Popping Shoulder

Suddenly, a few weeks ago, if I wanted to lift my right arm to my desk, I had to lift it with my left hand because the shoulder hurt like the dickens. Now after basically ignoring the problem and self treating with advil and gentle movement, I’m left with a shoulder that pops loudly (can be heard across the room). The popping comes from the end of the shoulder where the ball and socket joint is. I can now do pushups, and shoulder exercises without pain (but I’m being careful) and the pop is uncomfortable but not painful–and not getting worse or better.

Reasearching this has been a total waste. Nothing seems to fit this. I’m getting better, but several times a day I’ll raise my arm, or make a movement and it will pop–starling people I’m dealing with.

Kind of looking for what this might be. If it’s labrum tear or rotator cuff injury it seems like it should be getting worse but it seems to be healing on its own. Any suggestions?

I’d be looking for an ortho MD.

Posting to warn against long/large use of any NSAID - your kidneys really, really dislike the stuff.

If I could trade my shoulder for good kidneys, I’d do it in an instant.

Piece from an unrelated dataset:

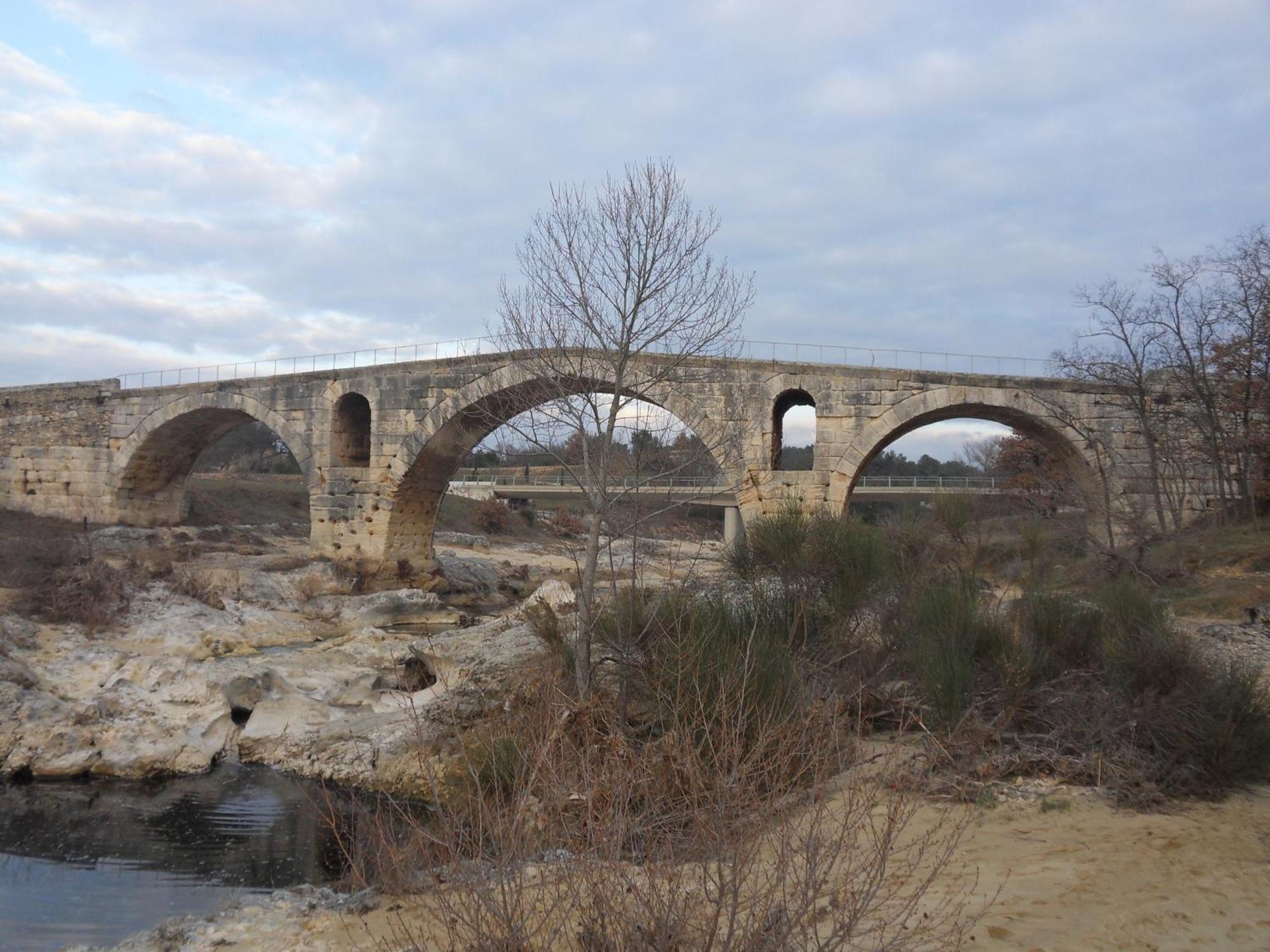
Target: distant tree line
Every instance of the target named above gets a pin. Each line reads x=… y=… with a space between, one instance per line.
x=253 y=449
x=646 y=454
x=1191 y=348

Ask around for recommendations and go to an orthopedic surgeon. Despite the title they’ll very likely diagnose and treat through physical therapy with surgery as a last resort. Even if you’re really screwed up and they recommend surgery you don’t have to agree to it, and you can continue with therapy as long as you want and still decide to have surgery later if you’re not getting results.

One thing to consider is that there are probably a few big name surgeons who work on professional athletes with your local NBA, MLB, NHL, WNBA or NFL teams. Most likely at least one of them accepts your insurance and will cost you the same as some random schmuck pulled at random from the yellow pages.

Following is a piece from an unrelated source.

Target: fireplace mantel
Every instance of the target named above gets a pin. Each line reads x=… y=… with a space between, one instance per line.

A labrum tear can cause what you’re probably describing as your shoulder subluxing (partially dislocating and then going back in).

A labrum tear generally won’t heal on it’s own since cartilage doesn’t really get any blood supply and if that is what it is, constant subluxing can make the tear worse. Your doc will probably start your with PT, it’ll suck but if it works, it’ll help you build up the muscles around the area to support the your shoulder where your labrum is failing.

You can look around at the various tests for labrum tears. There’s a bunch of different types of tears, but all the names (SLAP, Bankart, Posterior Bankart etc) really just have to do with where the labrum tore, what the tear looks like and how bad it is.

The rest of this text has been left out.